According to Nick Cave, Lazarus should have had a go on his own.
“Dig, Lazarus, Dig!!!” is the name of Cave’s latest album. He and his group The Bad Seeds will play Thursday at B1 as Moscow continues its impressive summer line-up of good gigs.
Part-poet, part-rocker, and full of intellectual angst, Cave has the rare staying power that defines an indie god. “Dig, Lazarus, Dig!!!” is the 14th studio album put out by Nick Cave and the Bad Seeds, who originally formed in 1983. The shock of glossy black hair that has marked Cave’s appearance from the get-go may have thinned a bit, overpowered by a bushy ironic moustache, but the raw passion — for experimental rhythms, intricate wordplay, engaged performance — is still there, and that’s what counts.

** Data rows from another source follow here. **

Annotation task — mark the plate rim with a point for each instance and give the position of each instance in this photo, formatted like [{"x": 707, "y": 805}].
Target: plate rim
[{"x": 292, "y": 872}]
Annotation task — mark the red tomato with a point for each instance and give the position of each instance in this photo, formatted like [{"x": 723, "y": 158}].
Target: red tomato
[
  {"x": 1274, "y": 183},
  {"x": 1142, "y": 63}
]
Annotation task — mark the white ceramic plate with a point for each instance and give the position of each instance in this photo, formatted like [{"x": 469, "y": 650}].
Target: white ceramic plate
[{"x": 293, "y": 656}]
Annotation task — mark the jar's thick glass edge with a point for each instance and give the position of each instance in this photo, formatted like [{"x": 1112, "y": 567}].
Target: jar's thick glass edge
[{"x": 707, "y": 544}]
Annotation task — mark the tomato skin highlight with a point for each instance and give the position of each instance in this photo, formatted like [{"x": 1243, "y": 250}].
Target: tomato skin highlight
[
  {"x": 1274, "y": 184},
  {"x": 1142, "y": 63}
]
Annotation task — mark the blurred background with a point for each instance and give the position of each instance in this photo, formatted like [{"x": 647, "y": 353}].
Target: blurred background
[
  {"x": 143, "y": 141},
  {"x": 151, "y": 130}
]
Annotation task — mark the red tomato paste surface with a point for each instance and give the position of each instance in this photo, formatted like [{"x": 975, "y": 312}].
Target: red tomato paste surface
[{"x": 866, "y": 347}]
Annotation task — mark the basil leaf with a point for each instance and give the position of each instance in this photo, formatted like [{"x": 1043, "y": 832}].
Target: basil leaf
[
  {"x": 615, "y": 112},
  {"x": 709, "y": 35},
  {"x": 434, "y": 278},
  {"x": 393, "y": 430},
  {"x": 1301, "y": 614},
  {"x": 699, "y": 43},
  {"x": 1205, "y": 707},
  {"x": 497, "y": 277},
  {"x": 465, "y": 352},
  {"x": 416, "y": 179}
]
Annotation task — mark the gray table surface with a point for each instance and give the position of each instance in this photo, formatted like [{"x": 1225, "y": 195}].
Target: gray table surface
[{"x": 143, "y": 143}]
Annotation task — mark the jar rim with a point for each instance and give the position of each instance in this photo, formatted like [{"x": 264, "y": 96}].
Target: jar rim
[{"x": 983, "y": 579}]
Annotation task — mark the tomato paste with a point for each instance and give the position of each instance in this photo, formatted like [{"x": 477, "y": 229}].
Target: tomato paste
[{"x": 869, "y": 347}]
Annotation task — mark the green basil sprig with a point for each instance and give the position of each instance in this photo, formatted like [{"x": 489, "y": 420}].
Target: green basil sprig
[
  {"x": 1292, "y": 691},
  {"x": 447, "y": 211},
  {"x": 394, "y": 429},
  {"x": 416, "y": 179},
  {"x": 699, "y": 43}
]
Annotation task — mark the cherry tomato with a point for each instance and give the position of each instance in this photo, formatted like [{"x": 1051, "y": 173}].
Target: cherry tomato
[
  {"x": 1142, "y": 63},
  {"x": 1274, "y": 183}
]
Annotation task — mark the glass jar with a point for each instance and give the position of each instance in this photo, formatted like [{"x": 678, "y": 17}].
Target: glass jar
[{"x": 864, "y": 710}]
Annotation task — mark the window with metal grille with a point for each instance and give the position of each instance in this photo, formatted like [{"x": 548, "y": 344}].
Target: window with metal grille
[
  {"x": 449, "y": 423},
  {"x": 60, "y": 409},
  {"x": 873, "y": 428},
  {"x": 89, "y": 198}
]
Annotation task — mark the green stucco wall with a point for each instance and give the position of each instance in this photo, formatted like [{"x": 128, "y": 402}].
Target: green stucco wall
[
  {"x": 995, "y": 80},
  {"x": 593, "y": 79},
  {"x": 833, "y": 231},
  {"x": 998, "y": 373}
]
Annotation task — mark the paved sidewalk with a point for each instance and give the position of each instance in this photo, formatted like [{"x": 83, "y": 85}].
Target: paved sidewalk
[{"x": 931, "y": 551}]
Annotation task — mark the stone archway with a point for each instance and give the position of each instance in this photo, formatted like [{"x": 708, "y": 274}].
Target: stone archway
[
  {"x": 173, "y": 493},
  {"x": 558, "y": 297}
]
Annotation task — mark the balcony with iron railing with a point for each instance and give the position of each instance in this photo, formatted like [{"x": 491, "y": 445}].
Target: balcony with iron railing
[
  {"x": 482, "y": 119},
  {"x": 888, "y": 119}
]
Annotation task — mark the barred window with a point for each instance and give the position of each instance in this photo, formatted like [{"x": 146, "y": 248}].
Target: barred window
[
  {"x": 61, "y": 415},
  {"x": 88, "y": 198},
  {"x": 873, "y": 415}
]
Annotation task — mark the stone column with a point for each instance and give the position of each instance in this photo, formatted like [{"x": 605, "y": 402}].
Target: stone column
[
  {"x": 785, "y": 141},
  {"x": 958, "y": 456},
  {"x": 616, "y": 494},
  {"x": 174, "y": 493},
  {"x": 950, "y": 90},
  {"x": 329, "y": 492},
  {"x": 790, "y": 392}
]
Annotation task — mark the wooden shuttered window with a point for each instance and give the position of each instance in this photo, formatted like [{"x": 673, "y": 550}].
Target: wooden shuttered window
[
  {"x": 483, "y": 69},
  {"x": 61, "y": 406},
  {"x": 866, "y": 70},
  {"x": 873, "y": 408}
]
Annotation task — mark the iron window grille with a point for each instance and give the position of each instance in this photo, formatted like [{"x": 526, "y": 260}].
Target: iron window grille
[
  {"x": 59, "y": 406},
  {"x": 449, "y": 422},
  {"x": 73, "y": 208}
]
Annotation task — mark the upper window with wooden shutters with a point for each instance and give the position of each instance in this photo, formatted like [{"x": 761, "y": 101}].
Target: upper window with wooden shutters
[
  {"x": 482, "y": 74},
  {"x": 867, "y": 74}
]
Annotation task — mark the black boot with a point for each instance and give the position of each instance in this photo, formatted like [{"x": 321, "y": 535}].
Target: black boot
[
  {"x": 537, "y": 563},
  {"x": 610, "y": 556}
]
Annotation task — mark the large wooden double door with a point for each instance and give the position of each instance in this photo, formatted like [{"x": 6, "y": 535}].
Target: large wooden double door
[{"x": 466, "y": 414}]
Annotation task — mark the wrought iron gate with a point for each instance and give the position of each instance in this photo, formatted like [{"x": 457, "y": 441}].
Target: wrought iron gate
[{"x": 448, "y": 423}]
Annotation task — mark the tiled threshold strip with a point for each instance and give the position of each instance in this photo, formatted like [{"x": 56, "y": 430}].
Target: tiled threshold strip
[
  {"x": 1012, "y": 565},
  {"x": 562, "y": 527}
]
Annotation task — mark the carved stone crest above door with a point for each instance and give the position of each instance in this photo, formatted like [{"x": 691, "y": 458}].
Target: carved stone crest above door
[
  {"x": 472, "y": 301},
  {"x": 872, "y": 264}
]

The title track from the latest album is a cleaner, more pop-inspired tune than Cave fans are used to. That song, like many from the album, carries its weight on inspired lyrics that verge on top quality prose.
Fans will be hoping for a taste of the old as well as the new at the Moscow show. Cave obliged at last month’s Glastonbury festival, where he charmed the audience with the songs that have defined his work — “Tupelo,” “There She Goes My Beautiful World,” “Deanna.”
He also caused quite a stir — what does this say about the times we live in? — by dedicating his set to Farrah Fawcett instead of Michael Jackson. “Cave Snubs Jackson Tribute in Favour of Fawcett,” read the headlines across London the next day.
The Aussie rocker has a pretty big Russian following, owing, most likely, to his unrivalled ability to brood. The blogosphere is alive with laments that the show will be 18+, and goths will likely be in full abundance. But that’s no reason to stay away and miss seeing a master at work.